Our whole team has shaped and maintained our wonderful corporate culture by remaining humble, hungry, and smart.  These three core values, taught in Patrick Lencioni’s book, The Ideal Team Player, are critical to the future of our organization. 

We hold each other accountable across the company, for example, by sometimes asking a colleague, with a smile on our face, “So, how’s your humble meter today?!”  Or we may say something like, “You seem a little worn down this morning. Does your hungry tank need a fill-up?!”

Humble, hungry or smart? Which one would you pick if you could only have one?

Humility; Without humility, I don’t know that you can truly be the appropriate type of hungry and smart. 

What’s the last book you read? 

21 Irrefutable Laws of Leadership. We had a group of Vital Care folks and went through each law on a conference call. I learned quite a bit; it was a great experience.

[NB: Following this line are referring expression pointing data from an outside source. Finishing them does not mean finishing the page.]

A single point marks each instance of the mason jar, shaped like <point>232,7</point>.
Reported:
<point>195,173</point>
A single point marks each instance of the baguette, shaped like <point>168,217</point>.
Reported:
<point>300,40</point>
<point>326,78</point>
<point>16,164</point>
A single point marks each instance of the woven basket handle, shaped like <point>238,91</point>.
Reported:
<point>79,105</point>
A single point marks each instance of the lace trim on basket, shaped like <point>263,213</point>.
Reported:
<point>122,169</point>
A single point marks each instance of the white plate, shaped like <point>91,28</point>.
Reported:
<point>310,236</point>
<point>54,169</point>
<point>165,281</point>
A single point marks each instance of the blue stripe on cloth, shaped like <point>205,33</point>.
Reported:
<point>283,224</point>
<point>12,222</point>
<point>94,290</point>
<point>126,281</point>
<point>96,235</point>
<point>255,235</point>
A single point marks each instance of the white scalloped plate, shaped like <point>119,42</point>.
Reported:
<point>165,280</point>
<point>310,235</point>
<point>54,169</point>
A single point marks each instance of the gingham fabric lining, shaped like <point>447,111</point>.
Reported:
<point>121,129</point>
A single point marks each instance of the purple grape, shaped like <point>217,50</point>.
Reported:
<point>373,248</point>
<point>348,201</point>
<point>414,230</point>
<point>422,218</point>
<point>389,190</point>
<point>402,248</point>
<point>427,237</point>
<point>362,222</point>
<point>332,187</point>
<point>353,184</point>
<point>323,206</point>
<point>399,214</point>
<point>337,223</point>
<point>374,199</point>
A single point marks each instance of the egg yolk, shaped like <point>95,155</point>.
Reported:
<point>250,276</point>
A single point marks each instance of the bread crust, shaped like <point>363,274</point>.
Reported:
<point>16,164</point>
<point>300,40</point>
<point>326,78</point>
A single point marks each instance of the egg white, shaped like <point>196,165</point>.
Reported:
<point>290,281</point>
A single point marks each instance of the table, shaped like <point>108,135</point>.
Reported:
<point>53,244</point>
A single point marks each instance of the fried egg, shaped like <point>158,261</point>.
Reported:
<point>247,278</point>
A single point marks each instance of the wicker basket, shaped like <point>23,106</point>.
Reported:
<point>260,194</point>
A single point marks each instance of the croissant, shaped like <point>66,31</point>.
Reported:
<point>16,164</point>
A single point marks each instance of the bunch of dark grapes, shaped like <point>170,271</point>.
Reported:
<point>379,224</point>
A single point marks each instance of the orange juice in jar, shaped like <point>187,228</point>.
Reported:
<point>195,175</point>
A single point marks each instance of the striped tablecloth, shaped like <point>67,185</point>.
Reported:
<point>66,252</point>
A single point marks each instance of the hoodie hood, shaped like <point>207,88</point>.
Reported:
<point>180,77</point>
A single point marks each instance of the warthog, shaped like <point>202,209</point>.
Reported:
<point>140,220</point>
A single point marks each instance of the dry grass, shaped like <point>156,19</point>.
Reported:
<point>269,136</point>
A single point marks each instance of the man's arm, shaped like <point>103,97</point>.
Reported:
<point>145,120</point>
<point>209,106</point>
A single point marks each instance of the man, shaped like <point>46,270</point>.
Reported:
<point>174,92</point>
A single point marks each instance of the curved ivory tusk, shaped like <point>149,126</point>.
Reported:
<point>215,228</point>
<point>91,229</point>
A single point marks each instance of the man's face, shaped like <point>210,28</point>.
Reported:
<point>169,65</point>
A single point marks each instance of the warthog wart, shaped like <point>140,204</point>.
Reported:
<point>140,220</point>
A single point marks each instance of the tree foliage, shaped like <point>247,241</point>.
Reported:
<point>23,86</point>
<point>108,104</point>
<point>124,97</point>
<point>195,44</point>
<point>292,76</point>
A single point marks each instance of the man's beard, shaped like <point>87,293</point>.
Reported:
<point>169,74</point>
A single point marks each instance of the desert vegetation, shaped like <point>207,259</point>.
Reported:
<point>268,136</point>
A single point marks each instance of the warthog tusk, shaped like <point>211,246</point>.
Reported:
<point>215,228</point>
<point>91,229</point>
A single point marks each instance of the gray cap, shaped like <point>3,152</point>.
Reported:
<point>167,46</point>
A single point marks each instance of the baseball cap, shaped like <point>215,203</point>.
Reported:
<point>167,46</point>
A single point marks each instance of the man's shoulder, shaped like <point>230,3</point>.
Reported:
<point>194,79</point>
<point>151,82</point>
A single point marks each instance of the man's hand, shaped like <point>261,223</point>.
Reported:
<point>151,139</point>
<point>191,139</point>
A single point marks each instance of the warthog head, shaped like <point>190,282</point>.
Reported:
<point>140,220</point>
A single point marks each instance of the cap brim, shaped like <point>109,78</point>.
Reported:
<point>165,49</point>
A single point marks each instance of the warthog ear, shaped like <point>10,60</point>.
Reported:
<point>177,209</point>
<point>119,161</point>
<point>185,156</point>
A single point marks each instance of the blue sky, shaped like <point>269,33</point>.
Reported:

These days part of my continual learning process goes beyond reading books though.  I enjoy listening to podcasts such as “The John Maxwell Co. Corporate Leadership Solutions Podcast,” “Craig Groeschel’s Leadership Podcast,” and “The Manager Tools Podcast.”

Why is the Vital Starts workshop a must-attend event? 

We put down everything else we are doing, and we make ourselves completely vulnerable. What do you wanna know? Fire your shots. Let us know what you need to know. That process has been invaluable. 

At the Vital Starts Workshop, testimonials from current franchisees are brutally honest about the experience of partnering with Vital Care. Until you get to the Vital Starts workshop, you may not realize how much support the corporate office of Vital Care really provides to our franchise partners.

What’s your best advice for someone interested in opening a home infusion business?

To anyone interested in opening an infusion pharmacy, I say, “Just do it.”  There is tremendous satisfaction with taking care of patients, and we have a lot of fun helping people and their families receive their care in the most cost-effective, comfortable, and convenient setting – their home. They can sleep in their own bed, eat their own food, and be on their own schedule.